Первая опера Стравинского – произведение необычное во всех отношениях. Заявленное как трехактная сказка оно длится всего-то около часа. Музыкальный язык изощрен, но не лишен странной, несколько искусственной красоты. Здесь переплетены ненаписанная шестнадцатая опера Римского-Корсакова, учителя Стравинского, новомодные по тем временам искания музыкального экспрессионизма и импрессионистические неброские краски. Влияние Римского-Корсакова особенно чувствуется в написанном в 1909 году первом акте. Два других акта появились в 1912-м, и контраст между ними разительный. Стиль «корифея оркестровки» наиболее заметен в обрисовке природного ландшафта китайского садика, где колористически богатая и в то же время тонкая звукопись является очевидной аллюзией на лучшие страницы творчества самого плодовитого из кучкистов. Вокальные партии по-модернистски сложны, но они поются, поскольку мелодичны. Центральная написана для сверхумелой колоратуры: здесь Стравинский пользуется этим типом голоса так же смело и экстремально, как Римский-Корсаков в «Петушке» или Рихард Штраус в «Ариадне на Наксосе», – на пределе его возможностей, насыщая вокальную линию Соловья хроматизмами, скачками, заоблачными высотами, справиться с которыми под силу только очень мастеровитой певице.

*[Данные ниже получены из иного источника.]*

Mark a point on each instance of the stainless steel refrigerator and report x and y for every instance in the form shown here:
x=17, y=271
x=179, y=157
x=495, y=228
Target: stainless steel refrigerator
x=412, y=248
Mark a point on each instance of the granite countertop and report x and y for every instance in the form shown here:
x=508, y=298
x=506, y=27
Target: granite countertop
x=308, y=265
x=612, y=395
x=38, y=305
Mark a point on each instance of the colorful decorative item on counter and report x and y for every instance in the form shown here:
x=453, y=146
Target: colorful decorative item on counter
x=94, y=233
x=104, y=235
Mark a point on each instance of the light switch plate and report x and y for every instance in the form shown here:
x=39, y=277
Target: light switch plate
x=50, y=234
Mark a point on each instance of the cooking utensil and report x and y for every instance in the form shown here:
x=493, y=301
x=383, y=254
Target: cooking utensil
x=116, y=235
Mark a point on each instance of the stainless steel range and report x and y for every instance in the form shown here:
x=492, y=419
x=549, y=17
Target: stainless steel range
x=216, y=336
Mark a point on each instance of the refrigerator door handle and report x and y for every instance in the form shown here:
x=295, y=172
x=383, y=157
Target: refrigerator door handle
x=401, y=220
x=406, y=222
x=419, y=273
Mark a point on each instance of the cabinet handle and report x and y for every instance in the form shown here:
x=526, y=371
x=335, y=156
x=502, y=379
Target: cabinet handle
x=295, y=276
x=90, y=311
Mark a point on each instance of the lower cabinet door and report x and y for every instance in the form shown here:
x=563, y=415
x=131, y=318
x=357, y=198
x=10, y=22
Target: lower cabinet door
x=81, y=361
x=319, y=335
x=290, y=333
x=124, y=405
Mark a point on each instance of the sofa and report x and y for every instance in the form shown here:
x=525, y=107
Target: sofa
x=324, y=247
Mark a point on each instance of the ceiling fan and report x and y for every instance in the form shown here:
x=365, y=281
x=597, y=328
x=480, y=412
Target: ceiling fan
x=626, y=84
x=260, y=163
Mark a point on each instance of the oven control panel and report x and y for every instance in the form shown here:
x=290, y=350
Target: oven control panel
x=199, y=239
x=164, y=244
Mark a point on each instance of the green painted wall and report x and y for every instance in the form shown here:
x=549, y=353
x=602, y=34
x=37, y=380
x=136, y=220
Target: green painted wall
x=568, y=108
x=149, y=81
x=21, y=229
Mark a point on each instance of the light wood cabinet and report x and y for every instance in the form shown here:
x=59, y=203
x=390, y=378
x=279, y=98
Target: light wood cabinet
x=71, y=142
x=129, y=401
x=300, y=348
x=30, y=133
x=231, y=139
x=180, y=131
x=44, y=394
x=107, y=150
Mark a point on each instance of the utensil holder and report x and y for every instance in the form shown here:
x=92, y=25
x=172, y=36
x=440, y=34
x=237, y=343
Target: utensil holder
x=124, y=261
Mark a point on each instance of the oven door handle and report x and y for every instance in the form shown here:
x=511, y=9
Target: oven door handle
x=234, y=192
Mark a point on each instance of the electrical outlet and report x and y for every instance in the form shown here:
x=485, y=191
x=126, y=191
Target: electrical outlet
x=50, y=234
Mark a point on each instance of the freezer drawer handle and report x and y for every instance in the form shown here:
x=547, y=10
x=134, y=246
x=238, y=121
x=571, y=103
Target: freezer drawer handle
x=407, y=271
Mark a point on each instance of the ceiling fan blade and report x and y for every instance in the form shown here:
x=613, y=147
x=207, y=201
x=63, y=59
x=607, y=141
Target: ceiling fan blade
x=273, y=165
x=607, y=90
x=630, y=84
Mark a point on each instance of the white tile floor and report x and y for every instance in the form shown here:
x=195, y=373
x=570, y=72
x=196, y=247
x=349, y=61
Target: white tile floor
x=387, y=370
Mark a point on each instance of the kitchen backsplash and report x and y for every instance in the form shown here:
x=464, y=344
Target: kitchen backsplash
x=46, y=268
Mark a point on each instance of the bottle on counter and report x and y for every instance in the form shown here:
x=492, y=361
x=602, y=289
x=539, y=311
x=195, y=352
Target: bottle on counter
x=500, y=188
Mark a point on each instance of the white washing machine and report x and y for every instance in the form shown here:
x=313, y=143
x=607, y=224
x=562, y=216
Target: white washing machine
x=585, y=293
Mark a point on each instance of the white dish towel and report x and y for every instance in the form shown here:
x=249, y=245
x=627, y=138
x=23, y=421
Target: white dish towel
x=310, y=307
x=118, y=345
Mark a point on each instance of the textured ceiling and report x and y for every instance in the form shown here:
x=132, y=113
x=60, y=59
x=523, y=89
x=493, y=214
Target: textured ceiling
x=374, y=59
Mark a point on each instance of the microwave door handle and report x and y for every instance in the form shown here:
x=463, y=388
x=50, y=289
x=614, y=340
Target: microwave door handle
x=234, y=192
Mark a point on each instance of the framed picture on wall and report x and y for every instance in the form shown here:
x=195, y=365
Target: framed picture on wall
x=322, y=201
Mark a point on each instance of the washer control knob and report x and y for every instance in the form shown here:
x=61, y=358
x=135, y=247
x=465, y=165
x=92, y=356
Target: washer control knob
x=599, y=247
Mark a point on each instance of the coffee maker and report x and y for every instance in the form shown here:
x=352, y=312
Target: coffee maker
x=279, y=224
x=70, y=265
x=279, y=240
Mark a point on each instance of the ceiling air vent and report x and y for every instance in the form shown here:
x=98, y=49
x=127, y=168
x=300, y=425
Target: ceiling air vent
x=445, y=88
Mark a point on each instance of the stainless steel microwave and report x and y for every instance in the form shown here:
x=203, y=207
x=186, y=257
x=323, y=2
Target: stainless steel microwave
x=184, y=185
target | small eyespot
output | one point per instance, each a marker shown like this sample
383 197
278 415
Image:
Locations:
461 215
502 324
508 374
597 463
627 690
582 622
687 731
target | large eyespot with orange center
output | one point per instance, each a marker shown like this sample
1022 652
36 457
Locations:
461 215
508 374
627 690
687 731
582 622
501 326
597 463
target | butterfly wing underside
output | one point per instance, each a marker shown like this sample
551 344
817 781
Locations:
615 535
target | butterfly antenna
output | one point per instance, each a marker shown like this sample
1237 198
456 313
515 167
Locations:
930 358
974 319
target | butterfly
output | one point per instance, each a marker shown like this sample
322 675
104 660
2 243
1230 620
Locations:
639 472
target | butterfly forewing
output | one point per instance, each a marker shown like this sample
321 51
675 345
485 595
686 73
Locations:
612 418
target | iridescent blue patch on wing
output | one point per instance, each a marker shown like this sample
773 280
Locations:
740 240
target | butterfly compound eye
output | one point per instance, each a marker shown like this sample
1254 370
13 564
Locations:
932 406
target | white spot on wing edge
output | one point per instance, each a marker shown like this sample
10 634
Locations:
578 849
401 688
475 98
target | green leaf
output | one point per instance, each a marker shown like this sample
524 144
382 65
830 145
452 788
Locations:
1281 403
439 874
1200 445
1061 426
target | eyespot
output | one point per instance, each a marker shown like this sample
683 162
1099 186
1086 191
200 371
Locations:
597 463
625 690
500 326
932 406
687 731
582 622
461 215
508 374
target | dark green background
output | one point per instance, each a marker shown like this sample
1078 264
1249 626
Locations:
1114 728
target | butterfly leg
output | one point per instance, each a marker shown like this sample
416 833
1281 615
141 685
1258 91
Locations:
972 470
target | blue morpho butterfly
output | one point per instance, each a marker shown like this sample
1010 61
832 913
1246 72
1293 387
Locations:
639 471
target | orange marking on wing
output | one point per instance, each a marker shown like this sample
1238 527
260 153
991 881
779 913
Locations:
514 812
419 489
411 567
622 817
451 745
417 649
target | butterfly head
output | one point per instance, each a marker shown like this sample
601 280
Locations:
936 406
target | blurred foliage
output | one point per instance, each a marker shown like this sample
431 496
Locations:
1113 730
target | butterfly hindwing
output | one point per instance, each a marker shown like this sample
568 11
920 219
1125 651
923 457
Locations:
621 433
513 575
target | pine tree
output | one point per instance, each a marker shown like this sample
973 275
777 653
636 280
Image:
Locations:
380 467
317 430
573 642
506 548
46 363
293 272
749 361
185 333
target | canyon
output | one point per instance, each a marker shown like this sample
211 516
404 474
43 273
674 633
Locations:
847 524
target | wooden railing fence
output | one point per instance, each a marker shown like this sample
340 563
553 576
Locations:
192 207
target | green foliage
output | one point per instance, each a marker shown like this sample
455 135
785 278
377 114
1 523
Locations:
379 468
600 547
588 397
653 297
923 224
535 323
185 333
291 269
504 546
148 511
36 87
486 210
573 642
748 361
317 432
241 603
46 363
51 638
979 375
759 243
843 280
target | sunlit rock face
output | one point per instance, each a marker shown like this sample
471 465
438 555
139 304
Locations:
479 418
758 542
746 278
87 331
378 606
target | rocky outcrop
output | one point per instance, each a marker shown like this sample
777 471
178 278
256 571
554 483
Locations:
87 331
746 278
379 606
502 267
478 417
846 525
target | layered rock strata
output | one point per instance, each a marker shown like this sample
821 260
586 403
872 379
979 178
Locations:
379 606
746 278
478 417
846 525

В «Геликоне» такая певица нашлась. Молодая Лидия Светозарова блистательно провела премьеру, придав своему виртуозному пению настоящую теплоту и сердечность, чтобы эстетский кунстштюк сделать более человечным. Приятно также было различать и слова в ее исполнении – для самого высокого женского голоса это всегда проблема, но дикция Светозаровой вполне хорошего качества.
Не подвели и прочие участники, хотя их партии куда легче и менее продолжительны. Не блистая красотой тембра, Андрей Паламарчук все же точно и музыкально исполнил важную для архитектоники оперы партию Рыбака. То же можно сказать и о Кухарочке Майи Барковской, исполненной с убедительным артистизмом. Яркий вокал показал Александр Миминошвили в партии Императора, а вязкое меццо Ксении Вязниковой было уместно в изображении «леденящего душу эротизма» ее героини – Смерти.
Музыкальное качество последней работы «Геликона» в целом оставляет массу позитивных эмоций. Отрепетировано на совесть, и сложнейшая партитура, обкатанная до московского показа в Ливане, на фестивале «Аль-Бустан» в Бейруте, куда театр ездит уже много лет, звучит очень цельно и вдохновенно. Филигранен геликоновский хор, как всегда помимо пения реализующий еще массу задач. Но более всего порадовал оркестр под управлением Владимира Понькина: ювелирное кружево подголосков, сыгранное на тончайших градациях нюансировки, было по-нездешнему завораживающим, дирижер и его подопечные сумели создать магию звука, окутавшую публику и победившую проблемную акустику многолетнего временного пристанища «Геликона» на Новом Арбате.
К Стравинскому театр обращается во второй раз (после «Мавры» в1990 г.). Странно, что всего лишь второй и музыка «русского американца» не звучит здесь чаще. «Искусственность высшей пробы», присущая всем операм композитора (конечно, по-разному и в разной степени), очень к лицу постановщику «Соловья» - худруку «Геликона» Дмитрию Бертману. Там, где нужно живое чувство, искренний романтизм, его талант нередко оказывается не вполне убедительным. Гипертрофированная метафоричность, иносказательность, игра в смыслы, мешанина из семантических слоев мировой культуры – это как раз поле для Бертмана: не зря его лучшие московские работы («Средство Макропулоса», «Лулу», «Диалоги кармелиток») - именно с этой, слегка претенциозной и вычурной территории.
С «Соловьем» Бертмана постигла ожидаемая удача: противопоставление живого и искусственного режиссер дает очень наглядно – в скромненьком сереньком платьице простоволосая Светозарова – живой Соловей, и с барочно-космической прической, увешанная сияющими всеми цветами радуги CD Ольга Давыдова – соловей искусственный (и как следствие, лишенный композитором вокала: только инструментальное звучание). Китайский колорит – в оранжевых фонариках повсюду, в «баттерфляйских» прическах женского хора и в… маоистском френче Императора. Но такая полистилистика уместна во вневременной сказке-притче (художники – вечные соратники Бертмана Игорь Нежный и Татьяна Тулубьева). Пластическая эквилибристика хора (балетмейстер Эвальд Смирнов) прекрасно говорит о несвободе и регламентированности мира, в котором живет Император и где фосфоресцирующий глянцевый соловей уместней живого. Однако когда приходит Смерть, противостоять ей под силу только чему-то живому и естественному.